The language we write in is not the same as the one we speak in. It may seem to be the same, it may have the same words and the same grammar, but it is not the same language, in that it is not the same material, because its function is different. To write authentically, in a voice that is uniquely our own, we have to try and capture the words as we learnt them first, unfettered, our first encounter with language, the language we spoke when we were coming into ourselves, into who we were and our understanding of the world. We have to write first and foremost in that tongue that was spoken to us and which we spoke for the first years of our life. That is the language through which the world came into being, in which objects and feelings and landscapes were first named, and that is the language we must write in. Thos are the words that resonate with the first discovery. (Just as writing by hand puts the body in touch with the first time we learnt to write, with that first discovery of what happens when we put lines and squiggles on a page and they mean something.)

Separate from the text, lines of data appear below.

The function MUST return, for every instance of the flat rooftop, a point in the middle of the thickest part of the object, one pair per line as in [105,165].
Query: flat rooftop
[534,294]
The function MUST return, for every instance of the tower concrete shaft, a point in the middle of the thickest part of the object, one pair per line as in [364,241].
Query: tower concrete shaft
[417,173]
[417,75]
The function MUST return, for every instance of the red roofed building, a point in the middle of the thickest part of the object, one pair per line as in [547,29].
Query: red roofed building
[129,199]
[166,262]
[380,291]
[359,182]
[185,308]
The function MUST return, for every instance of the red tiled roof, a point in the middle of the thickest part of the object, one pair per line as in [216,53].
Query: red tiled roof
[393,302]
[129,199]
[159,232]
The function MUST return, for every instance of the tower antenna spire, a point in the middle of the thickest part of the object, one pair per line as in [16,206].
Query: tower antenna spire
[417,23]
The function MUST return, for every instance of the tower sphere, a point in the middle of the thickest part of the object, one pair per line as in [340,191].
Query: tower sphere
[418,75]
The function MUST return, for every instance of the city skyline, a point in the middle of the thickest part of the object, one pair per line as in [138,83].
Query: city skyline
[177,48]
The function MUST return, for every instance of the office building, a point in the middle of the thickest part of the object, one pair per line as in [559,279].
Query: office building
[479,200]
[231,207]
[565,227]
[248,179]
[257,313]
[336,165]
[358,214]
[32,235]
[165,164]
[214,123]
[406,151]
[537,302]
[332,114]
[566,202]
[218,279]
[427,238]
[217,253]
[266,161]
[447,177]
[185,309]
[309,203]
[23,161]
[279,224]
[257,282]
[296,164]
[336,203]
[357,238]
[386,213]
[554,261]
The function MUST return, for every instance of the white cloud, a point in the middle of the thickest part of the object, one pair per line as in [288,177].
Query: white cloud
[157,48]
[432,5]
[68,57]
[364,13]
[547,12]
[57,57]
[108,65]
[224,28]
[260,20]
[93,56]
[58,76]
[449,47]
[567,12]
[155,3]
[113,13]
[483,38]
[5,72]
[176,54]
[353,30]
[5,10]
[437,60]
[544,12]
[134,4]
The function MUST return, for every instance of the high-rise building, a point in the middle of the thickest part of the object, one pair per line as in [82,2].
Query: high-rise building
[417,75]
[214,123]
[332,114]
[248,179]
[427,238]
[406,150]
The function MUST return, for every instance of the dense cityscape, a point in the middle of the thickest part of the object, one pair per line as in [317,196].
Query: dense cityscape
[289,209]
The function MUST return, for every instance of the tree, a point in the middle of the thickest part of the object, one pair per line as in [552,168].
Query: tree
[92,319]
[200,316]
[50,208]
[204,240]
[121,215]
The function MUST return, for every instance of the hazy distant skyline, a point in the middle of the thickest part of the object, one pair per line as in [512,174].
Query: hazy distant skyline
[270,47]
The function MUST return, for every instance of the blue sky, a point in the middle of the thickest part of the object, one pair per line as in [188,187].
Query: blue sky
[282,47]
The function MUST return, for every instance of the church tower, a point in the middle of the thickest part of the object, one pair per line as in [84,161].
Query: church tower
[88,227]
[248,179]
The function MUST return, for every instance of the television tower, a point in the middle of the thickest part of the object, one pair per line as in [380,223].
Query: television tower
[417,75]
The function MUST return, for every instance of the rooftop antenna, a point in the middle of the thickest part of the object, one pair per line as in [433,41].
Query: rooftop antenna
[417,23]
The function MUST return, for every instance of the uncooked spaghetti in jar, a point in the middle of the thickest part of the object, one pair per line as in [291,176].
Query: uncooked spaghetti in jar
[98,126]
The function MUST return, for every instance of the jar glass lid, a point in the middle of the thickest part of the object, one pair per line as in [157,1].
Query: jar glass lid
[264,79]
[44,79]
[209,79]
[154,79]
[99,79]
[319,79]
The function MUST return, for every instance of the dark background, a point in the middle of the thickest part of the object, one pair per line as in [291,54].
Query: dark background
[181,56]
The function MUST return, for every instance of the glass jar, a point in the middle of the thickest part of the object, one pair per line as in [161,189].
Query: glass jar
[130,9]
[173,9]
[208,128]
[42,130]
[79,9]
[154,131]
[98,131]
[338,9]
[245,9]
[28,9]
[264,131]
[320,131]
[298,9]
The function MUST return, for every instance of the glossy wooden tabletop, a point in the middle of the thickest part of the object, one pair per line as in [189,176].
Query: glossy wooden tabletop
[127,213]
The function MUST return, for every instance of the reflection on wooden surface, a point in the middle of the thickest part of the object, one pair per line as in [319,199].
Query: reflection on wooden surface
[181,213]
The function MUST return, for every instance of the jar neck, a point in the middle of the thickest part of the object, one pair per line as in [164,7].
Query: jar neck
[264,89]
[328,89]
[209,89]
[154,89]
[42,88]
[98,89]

This is always a difficult issue in a workshop situation when working with people who are new to English, but still want to write in English. Even though they are not fluent in it, nor fluid. You have to feel that you can swim in a language, that you can move with fluidity and without thinking. All you have to do is move your limbs and you can move. Once you can swim you cannot remember what it was like not to swim. So it is with language; very rarely do we remember where and when and under what circumstances we learnt a word. Not the word “very” nor “rarely” nor “do” nor “we” nor “remember”. I would question what is it that people who want to write in a language that is not their own are escaping from. What do they want to avoid in their own language that writing in another language would not confront them with. A language that is not our own can only tentatively and incompletely and unsuccessfully take us back to the formation of our selves, to the core of us.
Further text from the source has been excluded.